For the sake of an MWE, here is the code I used to clean the train.csv
at the link above:
import datetime
import pandas as pd
train = pd.read_csv("train.csv", index_col=0)
train.pickup_datetime = pd.to_datetime(train.pickup_datetime)
train["pickup_month"] = train.pickup_datetime.apply(lambda x: x.month)
train["pickup_day"] = train.pickup_datetime.apply(lambda x: x.day)
train["pickup_hour"] = train.pickup_datetime.apply(lambda x: x.hour)
train["pickup_minute"] = train.pickup_datetime.apply(lambda x: x.minute)
train["pickup_weekday"] = train.pickup_datetime.apply(lambda x: x.weekday())
train = train.drop(["pickup_datetime", "dropoff_datetime"], axis=1)
train["store_and_fwd_flag"] = pd.get_dummies(train.store_and_fwd_flag, drop_first=True)
X_train = train.drop("trip_duration", axis=1)
y_train = train.trip_duration
To illustrate something that works, if I use a random forest, then the RMSLE is computed just fine:
import numpy as np
from sklearn.ensemble import RandomForestRegressor, GradientBoostingRegressor
from sklearn.metrics import make_scorer
from sklearn.model_selection import cross_val_score
def rmsle(predicted, real):
sum=0.0
for x in range(len(predicted)):
p = np.log(predicted[x]+1)
r = np.log(real[x]+1)
sum = sum + (p - r)**2
return (sum/len(predicted))**0.5
rmsle_score = make_scorer(rmsle, greater_is_better=False)

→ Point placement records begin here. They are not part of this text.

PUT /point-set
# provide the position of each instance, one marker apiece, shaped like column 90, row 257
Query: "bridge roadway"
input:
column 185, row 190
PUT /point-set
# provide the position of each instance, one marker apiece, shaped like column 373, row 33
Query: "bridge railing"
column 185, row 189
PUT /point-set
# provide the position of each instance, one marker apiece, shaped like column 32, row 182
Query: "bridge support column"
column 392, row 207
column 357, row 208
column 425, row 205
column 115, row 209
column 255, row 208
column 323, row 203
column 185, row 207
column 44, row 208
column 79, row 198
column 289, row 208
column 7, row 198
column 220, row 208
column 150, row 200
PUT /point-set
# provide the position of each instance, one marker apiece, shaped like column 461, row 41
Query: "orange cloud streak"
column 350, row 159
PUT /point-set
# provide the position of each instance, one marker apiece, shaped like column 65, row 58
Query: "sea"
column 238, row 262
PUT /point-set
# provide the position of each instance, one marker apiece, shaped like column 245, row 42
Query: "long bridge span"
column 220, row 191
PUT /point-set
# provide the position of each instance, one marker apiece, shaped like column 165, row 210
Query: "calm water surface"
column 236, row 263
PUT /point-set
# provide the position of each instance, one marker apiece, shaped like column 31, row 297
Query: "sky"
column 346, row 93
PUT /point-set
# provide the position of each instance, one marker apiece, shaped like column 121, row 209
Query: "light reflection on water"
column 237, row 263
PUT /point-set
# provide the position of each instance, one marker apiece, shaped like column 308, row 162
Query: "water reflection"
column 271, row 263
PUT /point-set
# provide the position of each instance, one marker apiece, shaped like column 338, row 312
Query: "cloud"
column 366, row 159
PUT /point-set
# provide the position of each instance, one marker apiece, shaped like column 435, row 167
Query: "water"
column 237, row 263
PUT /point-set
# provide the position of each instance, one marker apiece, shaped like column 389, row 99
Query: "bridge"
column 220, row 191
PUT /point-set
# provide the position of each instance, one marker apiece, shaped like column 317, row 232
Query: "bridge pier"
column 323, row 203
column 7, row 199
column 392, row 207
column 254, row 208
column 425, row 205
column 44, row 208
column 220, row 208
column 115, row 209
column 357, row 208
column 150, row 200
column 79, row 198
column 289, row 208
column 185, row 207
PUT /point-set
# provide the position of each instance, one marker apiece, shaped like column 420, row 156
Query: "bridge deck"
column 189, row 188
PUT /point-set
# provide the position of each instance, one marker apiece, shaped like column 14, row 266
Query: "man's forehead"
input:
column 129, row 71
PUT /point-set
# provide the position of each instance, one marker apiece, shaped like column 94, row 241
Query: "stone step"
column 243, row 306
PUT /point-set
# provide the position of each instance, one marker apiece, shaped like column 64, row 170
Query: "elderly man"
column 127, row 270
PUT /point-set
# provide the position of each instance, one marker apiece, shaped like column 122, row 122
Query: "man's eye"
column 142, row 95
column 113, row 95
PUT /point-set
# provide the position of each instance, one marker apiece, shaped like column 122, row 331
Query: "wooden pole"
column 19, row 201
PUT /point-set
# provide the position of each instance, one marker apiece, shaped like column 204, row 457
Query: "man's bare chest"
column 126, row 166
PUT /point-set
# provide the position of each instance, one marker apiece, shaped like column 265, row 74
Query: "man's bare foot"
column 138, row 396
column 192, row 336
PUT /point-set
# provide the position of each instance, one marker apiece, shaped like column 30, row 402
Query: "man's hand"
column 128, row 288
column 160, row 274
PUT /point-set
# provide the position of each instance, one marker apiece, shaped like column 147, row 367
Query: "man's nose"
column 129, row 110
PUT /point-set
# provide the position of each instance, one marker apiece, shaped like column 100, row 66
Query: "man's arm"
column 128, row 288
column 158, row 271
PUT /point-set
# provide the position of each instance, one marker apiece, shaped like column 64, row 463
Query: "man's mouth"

rf = RandomForestRegressor(random_state=1839, n_jobs=-1, verbose=2)
rf_scores = cross_val_score(rf, X_train, y_train, cv=3, scoring=rmsle_score)
print(np.mean(rf_scores))
This runs just fine. However, the gradient boosting regressor throws RuntimeWarning: invalid value encountered in log
, and I get a nan
from the print
statement. Looking at the array of three RMSLE scores, they are all nan
.
gb = GradientBoostingRegressor(verbose=2)
gbr_scores = cross_val_score(gb, X_train, y_train, cv=3, scoring=rmsle_score)
print(np.mean(gbr_scores))
I assume this is because I'm getting a negative value at some place where I shouldn't be. Kaggle told me it was encountering zero or non-negative RMSLE, as well, when I uploaded my predictions there to see if it was something about my code. Is there a reason why gradient boosting cannot be used for this problem? If I use mean_squared_error
as the scorer (mse_score = make_scorer(mean_squared_error, greater_is_better=False)
), it returns that just fine.
I'm sure I'm missing something simple about gradient boosting; why is this scoring method not working for the gradient boosting regressor?
Upvotes: 2
Views: 12618
Reputation: 2426
I would suggest you to vectorize this
def rmsle(y, y0):
return np.sqrt(np.mean(np.square(np.log1p(y) - np.log1p(y0))))
Benchmarks can be found here
https://www.kaggle.com/jpopham91/rmlse-vectorized
Upvotes: 8
Reputation: 8811
First the syntax that make_scorer takes for your function is of the following form:
def metric(real,predictions)
Not
def metric(predictions,real)
So you will need to print real
values in your code to get the actual predicted
values for your regressor.
Just change the function as follows and it should work correctly:
def rmsle(real, predicted):
sum=0.0
for x in range(len(predicted)):
if predicted[x]<0 or real[x]<0: #check for negative values
continue
p = np.log(predicted[x]+1)
r = np.log(real[x]+1)
sum = sum + (p - r)**2
return (sum/len(predicted))**0.5
Secondly, You regressor is giving a wrong value at predcition for row no. 399937 in the first cross-validated set. Hope this helps ! All the best for your competition.
Upvotes: 4